📄

Text|Wu Chenghui (Name: Qingxiao Ant Group Senior Technical Expert)

Proofreading|Chen Zhen, Zhuang Xiaodan, Feng Jiachun

This article is 6250 words read in 11 minutes

Let's review the problems faced by monitoring the upper-level business together:

  • Chimney-style monitoring and analysis of repeated construction

In the field of technical risk, there were once more than 5 systems were doing capacity building for monitoring and analysis. The general logic is basically to pull the raw data of monitoring, do basic aggregation, analysis and processing (similar to the same ring comparison, threshold type method), according to Some current scene input, combined with some algorithm capabilities, draws a conclusion and triggers a series of actions. Similar to this kind of chimney-style monitoring and analysis scenarios, they are all relatively rudimentary repetitive constructions, lacking intelligence and systematization.

  • Problems precipitated by SRE experience standardization

In the analysis scenario, there is also the problem that SRE experience cannot be standardized and reused. What is SRE experience? Take the decline in transaction payment as an example. If the current transaction payment drops by 10%, SRE usually has several analysis paths. First, look at whether Taobao transactions have fallen (source), and then look at transaction creation, whether the cashier rendering has fallen, etc. We call this class business dependency. Looking at the overall situation, whether there are large-scale pressure testing, changes and other actions, this category is called change association, and how to make decisions based on the current fault situation to cut current, limit current and other recovery measures, we call analysis post-operation.

  • Long tail demand

For example, it is more common to calculate the success rate between multiple data, traffic loss and other requirements. The cost of solving through productization is very high, and users cannot quickly modify or customize related capabilities.

在这里插入图片描述

At the same time, we see the problems faced by the current monitoring system itself:

  • Complicated use of monitored data

Contains tens of thousands of data tables, hundreds of thousands of custom data tables, data types more than 20+, and cross-site, data source heterogeneity and other issues.

  • The monitoring service is not open enough

How to clean and calculate the dynamic log, how to store the time sequence after analysis, how to reuse the time sequence detection capability of monitoring, and so on. We need to fully service the monitored data and capabilities.

  • Efficient programmable coding platform is missing

There is no efficient platform to help SRE accumulate experience first, then promote the standardization and reuse of experience, and finally productization.

Based on the above problems, we put forward the idea of MaaS (Monitoring as a Service), monitoring capabilities as a service, opening and integrating monitoring capabilities into various fields of technical risk, quickly completing the construction of SRE scenarios, and accumulating reusable capabilities, which mainly include the following 4 Milestones:

在这里插入图片描述

1. Open services open up monitoring capabilities such as computing, storage, algorithms, and views.

2. The core jointly builds several key technical risk field scenarios, such as change defense, pressure measurement and drainage, non-destructive injection, positioning emergency and so on.

3. Promote the standardized precipitation of services, so that more scenarios can be reused and jointly build this part of the ability.

4. Solve the problem of the link between "monitoring" and "control".

在这里插入图片描述

(Our AIOPS here refers more to

A series of expert experience collection, precipitation, continuous maintenance and optimization)

PART. 1 Platform Technology Overview

Capability Servicing

The serviceability of monitoring includes several parts as a whole, including data service, configuration service, computing, storage service, algorithm service, notification, cloud native service, etc.
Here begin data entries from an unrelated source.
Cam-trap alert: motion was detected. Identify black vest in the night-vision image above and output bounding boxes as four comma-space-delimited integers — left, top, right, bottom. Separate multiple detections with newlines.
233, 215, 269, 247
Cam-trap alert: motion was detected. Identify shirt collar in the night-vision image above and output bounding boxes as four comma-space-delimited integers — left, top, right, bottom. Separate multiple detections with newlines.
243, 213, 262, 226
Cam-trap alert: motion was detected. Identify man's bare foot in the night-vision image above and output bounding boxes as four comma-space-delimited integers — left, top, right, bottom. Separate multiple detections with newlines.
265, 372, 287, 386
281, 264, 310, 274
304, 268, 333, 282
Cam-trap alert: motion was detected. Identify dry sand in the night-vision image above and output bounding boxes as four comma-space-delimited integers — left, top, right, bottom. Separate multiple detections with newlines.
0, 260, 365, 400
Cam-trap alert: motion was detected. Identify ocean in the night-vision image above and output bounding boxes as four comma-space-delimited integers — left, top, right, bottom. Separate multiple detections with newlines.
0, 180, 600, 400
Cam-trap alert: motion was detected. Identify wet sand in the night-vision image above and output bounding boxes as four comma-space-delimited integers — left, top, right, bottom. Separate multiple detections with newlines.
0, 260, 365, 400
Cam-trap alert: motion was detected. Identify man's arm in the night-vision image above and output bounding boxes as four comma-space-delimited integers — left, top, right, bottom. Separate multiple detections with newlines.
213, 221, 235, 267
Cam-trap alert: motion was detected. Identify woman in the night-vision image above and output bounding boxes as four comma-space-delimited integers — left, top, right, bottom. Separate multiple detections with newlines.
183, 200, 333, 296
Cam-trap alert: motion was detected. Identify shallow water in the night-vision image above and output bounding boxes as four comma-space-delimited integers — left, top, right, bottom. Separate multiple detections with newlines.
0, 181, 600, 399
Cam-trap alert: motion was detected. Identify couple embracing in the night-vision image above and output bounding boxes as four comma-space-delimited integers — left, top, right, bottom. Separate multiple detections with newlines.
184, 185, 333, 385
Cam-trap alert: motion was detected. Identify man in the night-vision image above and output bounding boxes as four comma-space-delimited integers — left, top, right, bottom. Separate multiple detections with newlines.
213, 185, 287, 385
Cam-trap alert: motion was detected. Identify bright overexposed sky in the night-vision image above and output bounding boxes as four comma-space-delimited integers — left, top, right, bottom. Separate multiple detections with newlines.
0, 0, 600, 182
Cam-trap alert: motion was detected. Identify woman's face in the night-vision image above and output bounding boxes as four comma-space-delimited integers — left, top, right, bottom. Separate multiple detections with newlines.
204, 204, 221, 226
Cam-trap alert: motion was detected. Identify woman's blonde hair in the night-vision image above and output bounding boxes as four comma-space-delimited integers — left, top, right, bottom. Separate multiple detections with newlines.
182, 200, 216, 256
It also includes some external capability integrations such as message caching.

Let me briefly give two examples of servicing to introduce what is servicing:

For example, in the view service, when a change is initiated, there is a problem with 10 of the 100 application indicators and 20 business indicators associated with the change. At this time, we need to dynamically create a data view for these 10 indicators. Analyze the scope of business impact, this time we will use our view service.

Dynamic computing services. For example, if I need to calculate in real time the interface method call status of 5 machines of a certain application in computer room A (or a ZONE such as GZXXX) between 11:00 and 12:00, the dynamic computing service will be dispatched. It's useful.

在这里插入图片描述

Data Servicing

A very important part of the service-oriented capability is the service-oriented data, because data is the basis of all monitoring and analysis, and the service-oriented data is mainly divided into two parts.

  • The first step is to model the monitoring data

From the perspective of data usage, we abstract data into data virtual tables, virtual table column definitions, and column relationships. And the realization of the virtual table binding, including index data, but also relational metadata, and finally these physical realizations are mapped to monitoring specific data indicators or underlying metadata services.

  • The second step is service template

We abstract a data service into three categories:

Entity query, such as querying an application or a Tbase cluster;

Data query, such as querying the data of an application’s Sofa Service in the APP aggregation dimension;

Relation query, query the related entities of an entity, such as the Tbase cluster associated with cif.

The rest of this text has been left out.